The Sub-Committee heard from the Director of Planning and Development that a certificate of lawful development had been submitted by the applicant in relation to the planning use of the premises, and that this had been refused. The applicants’ representative stated that the applicant had sought advice and been advised that the proposed use of the premises was lawful. The Director of Planning and Development confirmed that on the basis of the information before the planning authority, the use was not considered lawful, but did state that there is no requirement to have a certificate in place. The Sub-Committee noted the submissions from the applicants’ representative that planning and licensing are separate regimes. In response to questions, the applicant confirmed that heat exchangers were being fitted in the premises. The Director of Planning and Development confirmed that sometimes this would need planning permission and sometimes not. He could not comment further without more details. The applicants’ representative confirmed that, if necessary, they would sort out the planning situation.

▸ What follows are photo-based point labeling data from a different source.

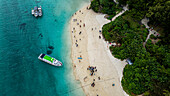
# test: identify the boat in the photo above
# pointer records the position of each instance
(37, 11)
(49, 59)
(40, 11)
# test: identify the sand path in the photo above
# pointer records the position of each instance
(94, 52)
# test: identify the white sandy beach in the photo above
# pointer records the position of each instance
(94, 52)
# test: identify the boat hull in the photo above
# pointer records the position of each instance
(58, 63)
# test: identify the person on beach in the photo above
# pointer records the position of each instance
(79, 32)
(99, 77)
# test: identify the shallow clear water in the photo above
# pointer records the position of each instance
(23, 37)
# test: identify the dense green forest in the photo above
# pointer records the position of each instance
(150, 73)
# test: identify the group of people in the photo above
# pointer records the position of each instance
(92, 70)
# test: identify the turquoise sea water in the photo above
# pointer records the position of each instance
(23, 37)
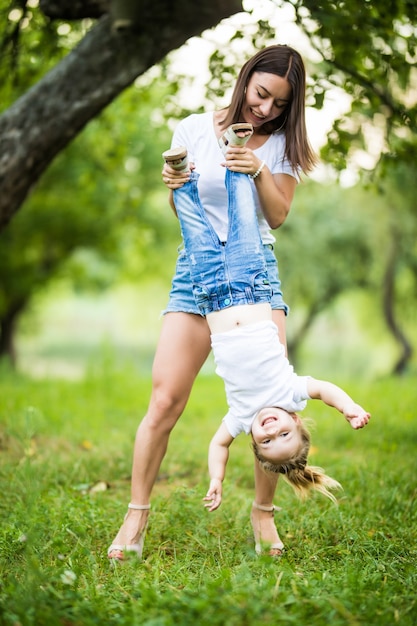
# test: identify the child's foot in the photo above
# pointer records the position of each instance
(267, 540)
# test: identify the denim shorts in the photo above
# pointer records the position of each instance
(181, 298)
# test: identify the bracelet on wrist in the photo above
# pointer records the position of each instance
(258, 171)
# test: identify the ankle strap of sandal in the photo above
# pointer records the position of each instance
(269, 509)
(139, 507)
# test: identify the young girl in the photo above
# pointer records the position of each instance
(232, 290)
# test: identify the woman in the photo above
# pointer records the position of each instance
(270, 95)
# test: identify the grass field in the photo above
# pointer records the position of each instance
(65, 454)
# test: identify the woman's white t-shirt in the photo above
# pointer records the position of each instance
(197, 134)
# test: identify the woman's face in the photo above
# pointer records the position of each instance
(276, 434)
(267, 96)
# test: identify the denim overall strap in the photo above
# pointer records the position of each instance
(223, 275)
(244, 251)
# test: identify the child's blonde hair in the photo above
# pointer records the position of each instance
(302, 477)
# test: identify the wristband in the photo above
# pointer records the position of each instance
(258, 171)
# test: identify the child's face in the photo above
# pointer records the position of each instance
(277, 434)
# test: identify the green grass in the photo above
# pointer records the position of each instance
(354, 564)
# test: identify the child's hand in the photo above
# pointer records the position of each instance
(213, 498)
(356, 415)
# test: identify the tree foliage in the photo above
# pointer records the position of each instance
(63, 62)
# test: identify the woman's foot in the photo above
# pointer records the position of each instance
(267, 540)
(131, 535)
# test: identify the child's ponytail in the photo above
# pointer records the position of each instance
(307, 478)
(303, 478)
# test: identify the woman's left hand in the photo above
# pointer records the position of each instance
(241, 159)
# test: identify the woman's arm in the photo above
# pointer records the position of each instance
(276, 192)
(335, 396)
(217, 461)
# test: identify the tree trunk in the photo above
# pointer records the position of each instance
(47, 117)
(389, 310)
(8, 322)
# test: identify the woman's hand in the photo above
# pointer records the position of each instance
(242, 159)
(213, 498)
(174, 179)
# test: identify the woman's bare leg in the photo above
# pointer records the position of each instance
(184, 345)
(265, 484)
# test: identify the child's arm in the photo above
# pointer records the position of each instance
(335, 396)
(217, 461)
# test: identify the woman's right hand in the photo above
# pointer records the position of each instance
(174, 179)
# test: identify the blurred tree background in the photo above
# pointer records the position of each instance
(95, 234)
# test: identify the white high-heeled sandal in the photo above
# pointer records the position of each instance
(272, 549)
(134, 547)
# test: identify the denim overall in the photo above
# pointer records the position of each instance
(224, 274)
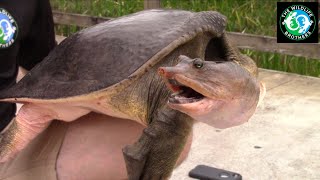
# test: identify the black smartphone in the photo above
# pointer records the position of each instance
(203, 172)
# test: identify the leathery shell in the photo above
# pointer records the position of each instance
(109, 53)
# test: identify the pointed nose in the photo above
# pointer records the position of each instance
(167, 72)
(184, 59)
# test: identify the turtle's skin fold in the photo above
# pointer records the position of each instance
(113, 68)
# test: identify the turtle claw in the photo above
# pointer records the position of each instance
(135, 162)
(154, 155)
(135, 155)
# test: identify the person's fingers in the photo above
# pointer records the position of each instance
(25, 127)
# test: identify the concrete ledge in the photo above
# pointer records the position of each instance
(281, 141)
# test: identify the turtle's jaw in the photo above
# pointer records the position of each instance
(182, 94)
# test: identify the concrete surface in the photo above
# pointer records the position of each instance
(280, 142)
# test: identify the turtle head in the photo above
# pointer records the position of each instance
(220, 94)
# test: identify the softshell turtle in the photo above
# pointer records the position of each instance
(162, 68)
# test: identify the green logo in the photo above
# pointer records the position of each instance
(8, 29)
(297, 22)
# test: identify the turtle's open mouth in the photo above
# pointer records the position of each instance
(183, 94)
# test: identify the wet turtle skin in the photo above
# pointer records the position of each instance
(118, 61)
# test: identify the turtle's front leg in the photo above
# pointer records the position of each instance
(155, 154)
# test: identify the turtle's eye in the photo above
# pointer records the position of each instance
(198, 63)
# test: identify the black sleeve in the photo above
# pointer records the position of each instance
(36, 40)
(41, 38)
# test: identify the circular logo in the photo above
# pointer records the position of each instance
(8, 29)
(297, 22)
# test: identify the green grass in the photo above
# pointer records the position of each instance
(248, 16)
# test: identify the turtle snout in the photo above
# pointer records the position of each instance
(166, 72)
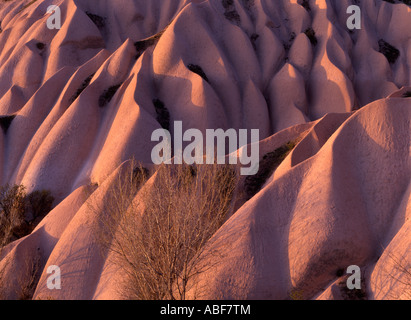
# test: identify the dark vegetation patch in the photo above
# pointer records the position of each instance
(310, 33)
(40, 45)
(233, 16)
(389, 51)
(107, 95)
(5, 122)
(287, 45)
(197, 69)
(253, 40)
(20, 213)
(163, 115)
(306, 5)
(142, 45)
(231, 13)
(83, 86)
(267, 166)
(100, 22)
(407, 2)
(227, 4)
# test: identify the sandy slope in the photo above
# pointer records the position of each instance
(339, 198)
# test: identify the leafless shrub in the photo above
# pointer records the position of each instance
(157, 232)
(12, 208)
(28, 282)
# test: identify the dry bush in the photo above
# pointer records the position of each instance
(157, 232)
(402, 271)
(30, 278)
(12, 208)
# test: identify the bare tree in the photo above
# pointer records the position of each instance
(158, 228)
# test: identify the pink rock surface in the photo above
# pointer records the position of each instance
(341, 197)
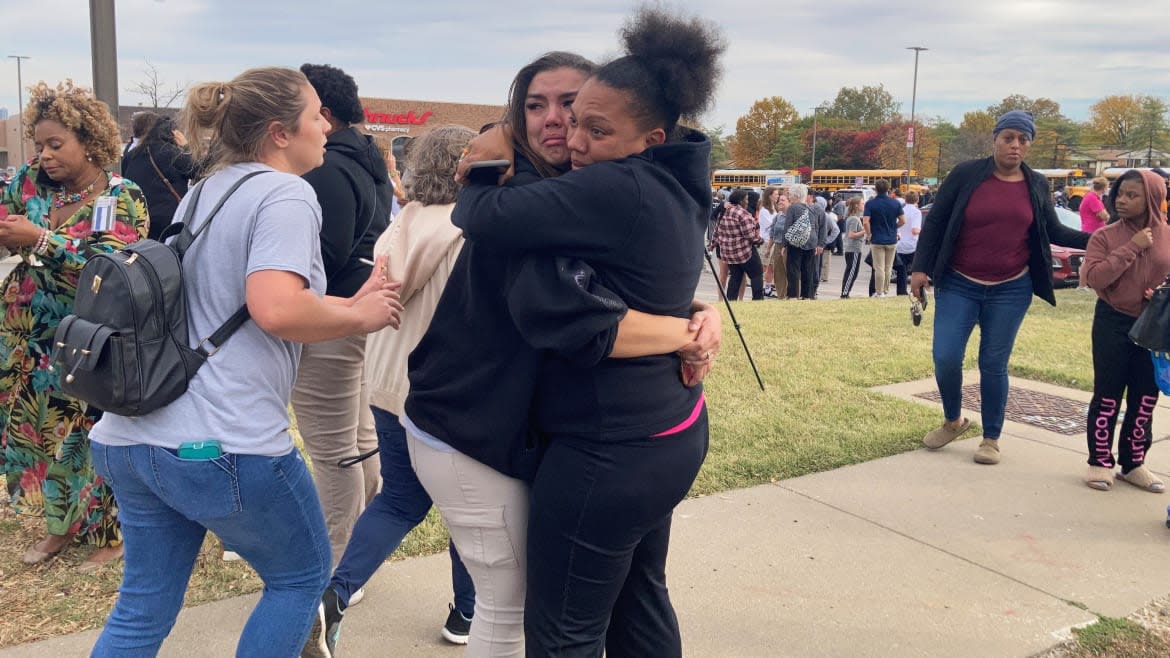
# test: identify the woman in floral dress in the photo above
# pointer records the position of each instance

Upon retiring to deliberate, the Sub-Committee initially resolved that the matter should be adjourned to 6 February 2024 to allow the applicant time to resolve the outstanding planning issues and engage further with local residents. However, upon hearing representations against the adjournment from the applicant’s representative, the Sub-Committee resolved to continue their deliberations and reach a decision in respect of the application. The Sub-Committee then decided to refuse the application.
The Sub-Committee was concerned that there had been insufficient engagement with local residents which did seem to undermine the premise of the application as a space for the local community. The fact that the applicant had not even entered into discussions with the planning department in respect of the refusal of the certificate of lawful development gave the Sub-Committee real concerns as to the standards of management that could be expected from the applicants. This was reinforced by the applicants lack of engagement with residents in the local area. The Sub-Committee was concerned that even with the conditions proposed the applicant had not shown that the amenity of local residents would be protected as set out in licensing policy 23. The Sub-Committee was further concerned that the applicant had not discussed planning issues with the planning department, not just in respect of the proposed use, but also in respect of the heat exchangers. This showed a disregard for licensing policy 1 and led to the Sub-Committees’ concerns about the standards of management as set out in licensing policy 7.
The Sub-Committee was not satisfied that the grant of the licence, even with the conditions agreed, would promote the licensing objectives. The Sub-Committee was not satisfied that the operating schedule demonstrated high standards of management.
The Sub-Committee was satisfied that refusing the premises licence was proportionate and appropriate to the promotion of the licensing objectives.